Lors du débat sur la déclaration de politique générale, le Premier ministre était interrogé sur la manière dont la concertation sociale allait s’opérer. «’Nous voulons le faire de manière concertée. Mais s’il n’y a pas d’accord, nous exécuterons l’intention. Et l’intention, c’est par exemple de travailler plus une semaine et moins la semaine suivante… »

Le Premier ministre a en outre justifié l’absence de la réforme des pensions annoncée en septembre par la ministre Karine Lalieux dans le budget 2022. « Les gens demandent leur pension une année à l’avance. On ne peut donc pas faire une réforme des pensions qui aura un impact sur le budget 2022, c’est l’argument technique. L’argument politique, c’est que vous ne pouvez pas mettre les gens devant le fait accompli ». Alexander De Croo a ajouté que la réforme entrerait en vigueur d’ici 2, 3 ou 4 ans. « Nous avons convenu avec Mme Lalieux de séparer cette discussion de la discussion budgétaire. Nous aurons cette discussion dans les mois qui viennent. »

« Un peu de tout et beaucoup de flou »

« Un peu de tout et beaucoup de flou » dans le budget 2022, a jugé la cheffe de groupe cdH Catherine Fonck. La Chambre poursuivait dans la nuit de mercredi à jeudi le débat sur la déclaration de politique générale, alors que le vote de confiance est attendu jeudi après-midi.

Pour les humanistes, « on n’a guère avancé, c’est presque un retour à la case départ. » « On a vu des grandes promesses et de grandes annonces de lendemains meilleurs : sur la facture énergétique, deux trains par heure, des trains gratuits pour tous, soutenir les soignants, etc. Les partis de la majorité ont fait croire que tout était possible. ’The sky is the limit’ (’le ciel est la limite’ en français, NDLR). Et beaucoup de citoyens y ont cru. Autant d’illusions suivies de désillusions… L’écart entre les promesses, les annonces, les surenchères et les actes est immense. Et cela participe à alimenter la surenchère des partis extrémistes », a lancé Mme Fonck. « Vous êtes beaucoup plus clairs sur les dépenses que sur la manière dont vous allez les financer », a-t-elle ajouté.

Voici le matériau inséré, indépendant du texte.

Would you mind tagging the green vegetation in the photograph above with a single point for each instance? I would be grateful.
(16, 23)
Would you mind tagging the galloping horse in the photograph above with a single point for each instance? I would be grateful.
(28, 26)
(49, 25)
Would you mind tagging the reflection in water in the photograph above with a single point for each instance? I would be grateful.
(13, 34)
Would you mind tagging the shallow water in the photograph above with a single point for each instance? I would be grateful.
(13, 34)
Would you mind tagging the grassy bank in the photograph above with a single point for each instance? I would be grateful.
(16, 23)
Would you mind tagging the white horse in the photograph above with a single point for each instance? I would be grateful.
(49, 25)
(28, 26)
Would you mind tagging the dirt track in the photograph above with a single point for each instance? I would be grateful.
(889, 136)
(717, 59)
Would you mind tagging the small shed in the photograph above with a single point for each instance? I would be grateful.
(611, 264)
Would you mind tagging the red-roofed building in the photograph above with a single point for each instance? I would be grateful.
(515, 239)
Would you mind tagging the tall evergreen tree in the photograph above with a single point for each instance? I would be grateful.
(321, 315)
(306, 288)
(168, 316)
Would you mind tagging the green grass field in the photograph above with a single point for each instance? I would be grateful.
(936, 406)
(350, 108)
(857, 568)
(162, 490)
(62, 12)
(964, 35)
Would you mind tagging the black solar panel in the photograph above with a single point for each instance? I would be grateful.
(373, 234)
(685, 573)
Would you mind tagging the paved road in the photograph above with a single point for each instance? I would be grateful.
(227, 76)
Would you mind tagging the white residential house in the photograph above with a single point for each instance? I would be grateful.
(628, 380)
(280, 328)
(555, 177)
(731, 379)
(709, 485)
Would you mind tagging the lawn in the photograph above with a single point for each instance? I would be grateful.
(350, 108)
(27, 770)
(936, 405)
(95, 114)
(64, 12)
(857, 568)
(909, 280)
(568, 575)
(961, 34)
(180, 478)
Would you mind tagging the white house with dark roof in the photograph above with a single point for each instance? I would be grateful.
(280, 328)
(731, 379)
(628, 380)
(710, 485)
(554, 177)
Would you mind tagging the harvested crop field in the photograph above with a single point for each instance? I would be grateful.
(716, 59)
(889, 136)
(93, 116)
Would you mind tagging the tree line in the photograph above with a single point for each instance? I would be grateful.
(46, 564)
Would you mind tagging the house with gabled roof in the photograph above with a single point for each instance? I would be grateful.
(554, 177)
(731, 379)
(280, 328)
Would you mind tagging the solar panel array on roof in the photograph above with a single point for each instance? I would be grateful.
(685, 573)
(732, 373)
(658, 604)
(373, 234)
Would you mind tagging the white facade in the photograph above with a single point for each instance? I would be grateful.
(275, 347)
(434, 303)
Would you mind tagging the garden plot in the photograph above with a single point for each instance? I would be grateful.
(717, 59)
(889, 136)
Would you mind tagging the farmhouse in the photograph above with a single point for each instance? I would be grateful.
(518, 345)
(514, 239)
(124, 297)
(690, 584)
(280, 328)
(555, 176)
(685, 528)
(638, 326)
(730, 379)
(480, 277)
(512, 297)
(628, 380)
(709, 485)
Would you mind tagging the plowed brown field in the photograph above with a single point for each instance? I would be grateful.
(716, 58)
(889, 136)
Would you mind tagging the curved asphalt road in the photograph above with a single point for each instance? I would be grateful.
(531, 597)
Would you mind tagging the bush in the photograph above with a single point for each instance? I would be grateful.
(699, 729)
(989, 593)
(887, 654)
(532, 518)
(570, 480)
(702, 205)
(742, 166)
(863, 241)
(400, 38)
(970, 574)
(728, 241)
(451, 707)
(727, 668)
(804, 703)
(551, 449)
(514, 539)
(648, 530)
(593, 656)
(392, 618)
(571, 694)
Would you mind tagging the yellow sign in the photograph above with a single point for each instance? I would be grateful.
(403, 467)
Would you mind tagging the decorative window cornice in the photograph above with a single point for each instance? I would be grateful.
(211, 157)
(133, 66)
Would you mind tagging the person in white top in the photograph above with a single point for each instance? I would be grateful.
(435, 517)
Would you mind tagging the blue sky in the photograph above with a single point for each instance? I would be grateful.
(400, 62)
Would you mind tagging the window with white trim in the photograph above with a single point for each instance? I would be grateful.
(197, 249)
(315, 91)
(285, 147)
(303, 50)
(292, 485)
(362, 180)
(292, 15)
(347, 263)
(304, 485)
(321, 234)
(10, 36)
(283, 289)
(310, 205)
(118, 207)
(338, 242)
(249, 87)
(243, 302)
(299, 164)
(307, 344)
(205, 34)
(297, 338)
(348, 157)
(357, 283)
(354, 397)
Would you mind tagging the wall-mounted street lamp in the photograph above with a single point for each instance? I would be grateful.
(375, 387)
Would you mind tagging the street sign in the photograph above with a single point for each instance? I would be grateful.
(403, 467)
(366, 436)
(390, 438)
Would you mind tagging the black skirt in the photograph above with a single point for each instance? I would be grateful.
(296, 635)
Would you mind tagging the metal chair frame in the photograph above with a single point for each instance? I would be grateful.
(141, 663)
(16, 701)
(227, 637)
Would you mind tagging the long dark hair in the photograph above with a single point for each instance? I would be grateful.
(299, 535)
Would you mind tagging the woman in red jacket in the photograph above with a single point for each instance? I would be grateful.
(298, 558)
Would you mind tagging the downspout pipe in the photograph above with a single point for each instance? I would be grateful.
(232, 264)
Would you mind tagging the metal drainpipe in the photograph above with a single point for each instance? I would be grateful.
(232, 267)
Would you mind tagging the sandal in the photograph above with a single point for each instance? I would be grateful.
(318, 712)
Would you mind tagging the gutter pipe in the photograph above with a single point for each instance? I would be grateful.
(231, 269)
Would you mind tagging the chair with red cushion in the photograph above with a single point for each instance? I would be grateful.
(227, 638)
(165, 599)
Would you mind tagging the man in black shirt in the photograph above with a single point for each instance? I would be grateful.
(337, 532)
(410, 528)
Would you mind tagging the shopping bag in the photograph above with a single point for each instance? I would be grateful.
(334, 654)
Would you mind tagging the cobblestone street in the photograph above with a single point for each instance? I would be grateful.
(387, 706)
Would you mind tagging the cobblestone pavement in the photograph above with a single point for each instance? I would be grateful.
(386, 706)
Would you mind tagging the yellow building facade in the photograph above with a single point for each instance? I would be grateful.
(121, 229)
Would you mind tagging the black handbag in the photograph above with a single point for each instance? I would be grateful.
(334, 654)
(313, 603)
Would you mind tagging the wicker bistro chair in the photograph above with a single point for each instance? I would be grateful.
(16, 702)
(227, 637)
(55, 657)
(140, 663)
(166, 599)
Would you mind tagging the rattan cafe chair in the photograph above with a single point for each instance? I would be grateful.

Catherine Fonck a notamment pointé l’annonce du gouvernement de procéder à des investissements à hauteur d’un milliard d’ici 2024. « Pour atteindre 3,5 % du PIB en investissements en 2024, 1,5 milliard par an d’ici 2024, à côté du plan de relance était annoncé. Il y a un recul à un milliard d’euros sur 3 ans. C’est bien dommage. Une fois que l’on annonce quelque chose, on ne peut pas modifier le cadre. »

« J’espère que les lignes bougeront pour les classes moyennes dans les semaines à venir », a-t-elle également déclaré à propos des mesures prises pour limiter l’impact de l’augmentation des prix de l’énergie sur les ménages.